(MarketWatch) Viewing the impeachment process as just “another ring to the circus” would be too complacent, says a J.P. Morgan strategist bullish on the market.
In a strategy note by John Norman, head of cross-asset fundamental strategy, he writes that market outcomes from the past are too context-specific to “graft easily onto this saga.”
During Nixon’s Watergate, for instance, the S&P 500 dropped 20% in the six months before he resigned, and gold shot up 15%. (It’s worth noting, however, that the decline also coincided with the first OPEC oil embargo that sent gasoline prices soaring and tipped the economy into recession.)
By contrast, the Clinton impeachment was almost a nonevent, with the S&P 500 rallying 10% in the two months before his acquittal in February 1999.
“The unique context around possible Trump impeachment involves four elements – global growth slowdown, classic late-cycle vulnerabilities, high market valuations but somewhat defensive investor positioning,” Norman writes.
What makes this situation complicated is how Trump may react with China and Iran.

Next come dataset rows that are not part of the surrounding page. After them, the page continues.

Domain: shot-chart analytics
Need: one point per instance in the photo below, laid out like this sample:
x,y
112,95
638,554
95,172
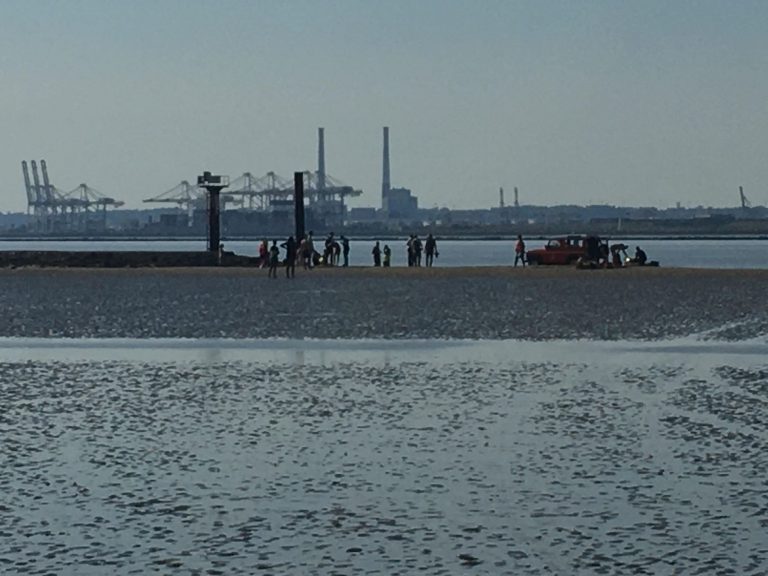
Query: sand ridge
x,y
495,303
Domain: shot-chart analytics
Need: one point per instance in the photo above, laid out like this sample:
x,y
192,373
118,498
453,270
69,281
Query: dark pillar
x,y
298,199
214,220
213,184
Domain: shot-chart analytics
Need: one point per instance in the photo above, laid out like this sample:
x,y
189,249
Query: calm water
x,y
672,253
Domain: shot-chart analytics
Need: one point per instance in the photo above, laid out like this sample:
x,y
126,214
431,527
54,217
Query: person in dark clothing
x,y
291,250
274,259
640,256
410,249
430,249
345,249
520,251
417,249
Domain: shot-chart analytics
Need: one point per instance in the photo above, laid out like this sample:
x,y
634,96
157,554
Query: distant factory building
x,y
396,203
402,204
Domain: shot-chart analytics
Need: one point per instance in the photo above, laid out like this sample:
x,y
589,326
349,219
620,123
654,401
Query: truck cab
x,y
566,250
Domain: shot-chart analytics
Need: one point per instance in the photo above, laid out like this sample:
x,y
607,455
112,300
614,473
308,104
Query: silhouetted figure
x,y
640,256
309,252
617,250
345,249
328,252
274,259
520,251
430,250
263,254
593,249
417,249
290,257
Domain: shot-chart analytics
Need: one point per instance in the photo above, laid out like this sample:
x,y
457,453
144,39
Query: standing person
x,y
309,252
274,259
640,256
263,254
328,252
387,255
290,257
430,249
417,249
520,250
345,249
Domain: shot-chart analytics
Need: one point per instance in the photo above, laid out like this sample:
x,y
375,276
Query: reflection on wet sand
x,y
315,458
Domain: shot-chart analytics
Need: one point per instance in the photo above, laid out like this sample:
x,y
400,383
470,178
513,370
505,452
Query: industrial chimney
x,y
385,183
321,159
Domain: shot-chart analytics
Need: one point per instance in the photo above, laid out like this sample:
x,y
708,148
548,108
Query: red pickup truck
x,y
568,249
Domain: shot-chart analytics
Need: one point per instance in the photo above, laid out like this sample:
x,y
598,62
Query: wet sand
x,y
633,463
489,303
460,453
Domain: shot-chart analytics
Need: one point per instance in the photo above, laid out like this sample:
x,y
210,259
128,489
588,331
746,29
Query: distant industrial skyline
x,y
648,103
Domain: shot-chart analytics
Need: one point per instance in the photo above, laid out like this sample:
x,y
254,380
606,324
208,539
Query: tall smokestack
x,y
321,159
385,183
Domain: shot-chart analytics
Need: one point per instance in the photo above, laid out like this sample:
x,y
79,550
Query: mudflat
x,y
450,303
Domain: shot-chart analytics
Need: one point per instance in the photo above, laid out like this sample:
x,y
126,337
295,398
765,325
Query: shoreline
x,y
496,303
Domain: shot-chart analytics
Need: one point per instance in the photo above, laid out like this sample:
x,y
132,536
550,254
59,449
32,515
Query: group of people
x,y
304,252
414,250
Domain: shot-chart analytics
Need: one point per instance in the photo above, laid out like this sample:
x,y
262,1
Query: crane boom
x,y
38,192
31,200
47,189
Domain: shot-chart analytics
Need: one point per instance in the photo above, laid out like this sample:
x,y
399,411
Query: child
x,y
274,258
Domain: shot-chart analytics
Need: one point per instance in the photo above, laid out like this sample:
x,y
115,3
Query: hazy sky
x,y
640,103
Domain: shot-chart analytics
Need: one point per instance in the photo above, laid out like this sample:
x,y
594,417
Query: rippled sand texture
x,y
490,303
244,468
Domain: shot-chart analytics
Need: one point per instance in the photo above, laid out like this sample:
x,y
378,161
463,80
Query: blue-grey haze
x,y
642,103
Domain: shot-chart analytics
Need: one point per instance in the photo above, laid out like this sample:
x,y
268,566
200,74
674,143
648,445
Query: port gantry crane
x,y
186,196
55,209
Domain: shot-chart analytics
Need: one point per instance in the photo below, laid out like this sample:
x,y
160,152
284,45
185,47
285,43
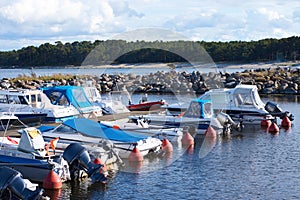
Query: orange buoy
x,y
210,132
166,146
286,122
187,139
99,162
135,155
273,128
265,123
52,181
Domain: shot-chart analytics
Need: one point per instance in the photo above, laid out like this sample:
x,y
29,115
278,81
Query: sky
x,y
34,22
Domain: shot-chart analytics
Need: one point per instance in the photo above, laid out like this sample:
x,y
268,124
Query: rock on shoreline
x,y
268,80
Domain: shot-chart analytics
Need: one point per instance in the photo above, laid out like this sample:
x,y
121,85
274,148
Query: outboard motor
x,y
276,111
227,122
79,159
13,186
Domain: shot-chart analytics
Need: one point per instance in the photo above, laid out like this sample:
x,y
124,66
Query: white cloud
x,y
34,21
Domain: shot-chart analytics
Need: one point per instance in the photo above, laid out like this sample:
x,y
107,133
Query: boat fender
x,y
135,155
13,186
273,128
99,162
166,146
180,115
286,122
187,139
210,132
265,123
52,181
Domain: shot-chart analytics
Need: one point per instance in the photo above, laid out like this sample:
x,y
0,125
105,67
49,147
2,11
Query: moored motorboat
x,y
75,96
55,113
6,120
16,102
30,156
91,132
145,105
109,105
198,115
14,186
243,103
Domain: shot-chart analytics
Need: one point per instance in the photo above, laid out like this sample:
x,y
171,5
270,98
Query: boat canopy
x,y
242,97
92,128
66,95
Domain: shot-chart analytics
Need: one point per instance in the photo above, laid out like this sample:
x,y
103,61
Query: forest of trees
x,y
119,51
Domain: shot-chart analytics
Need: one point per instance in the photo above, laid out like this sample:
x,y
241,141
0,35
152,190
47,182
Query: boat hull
x,y
30,119
146,106
31,169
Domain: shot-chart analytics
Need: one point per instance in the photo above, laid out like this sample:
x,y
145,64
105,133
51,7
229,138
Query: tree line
x,y
120,51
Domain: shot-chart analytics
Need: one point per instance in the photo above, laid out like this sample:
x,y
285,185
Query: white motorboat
x,y
6,120
30,156
14,186
243,103
55,113
16,102
87,131
75,96
199,115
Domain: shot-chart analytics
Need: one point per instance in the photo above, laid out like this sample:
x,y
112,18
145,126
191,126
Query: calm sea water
x,y
253,165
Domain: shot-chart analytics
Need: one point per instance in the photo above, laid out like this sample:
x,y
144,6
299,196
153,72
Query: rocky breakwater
x,y
269,81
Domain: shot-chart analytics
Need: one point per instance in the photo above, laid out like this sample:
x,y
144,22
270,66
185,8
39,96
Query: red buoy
x,y
135,155
210,132
273,128
286,122
190,149
166,146
52,181
265,123
187,139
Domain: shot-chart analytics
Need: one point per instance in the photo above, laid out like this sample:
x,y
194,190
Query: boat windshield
x,y
257,99
195,110
64,129
17,99
58,98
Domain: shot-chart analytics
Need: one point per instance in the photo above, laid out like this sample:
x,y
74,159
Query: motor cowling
x,y
276,111
79,159
13,186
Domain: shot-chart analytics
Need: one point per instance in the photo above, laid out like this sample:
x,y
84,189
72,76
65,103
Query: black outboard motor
x,y
12,186
276,111
79,159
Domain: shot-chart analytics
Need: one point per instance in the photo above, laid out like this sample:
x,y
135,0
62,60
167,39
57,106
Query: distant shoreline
x,y
167,65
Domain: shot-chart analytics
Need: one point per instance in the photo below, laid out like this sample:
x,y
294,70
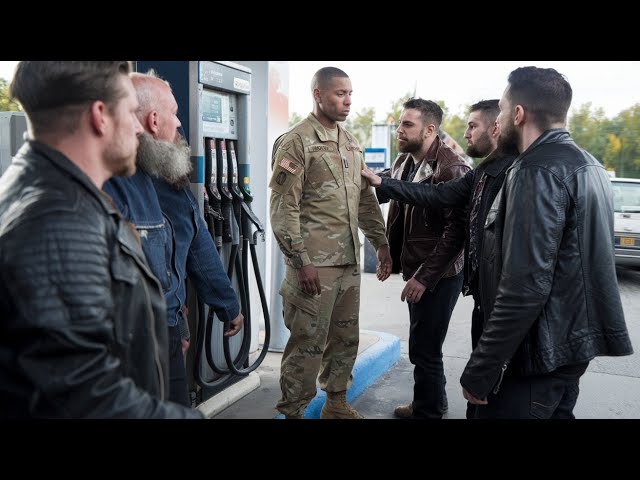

“The optimistic view is that Trump will become more conciliatory in order to counter a possible drop in his approval rating during an impeachment process,” he writes. “The pessimistic view is that other countries will compound the president’s domestic challenges with international ones in hopes of scuppering his re-election bid.”
Markets, Norman says, aren’t much prepared for these adverse scenarios.
Domestically, the concern is how the process impacts the 2020 presidential and Senate elections.
“In generic terms, a Democratic president who still faces a Republican Senate might prove the least disruptive to markets, because gridlock would impede rollback of the Trump tax cuts and passage of transformative sectoral policies across Healthcare (Medicare for All), Tech/Communications (breakup/higher regulation) and Energy (Green New Deal/bans on hydraulic fracking),” he says.
He said the broker is sticking to its recommendations, including being overweight equities vs. fixed income in the U.S., and overweight U.S. versus non-U.S. equities.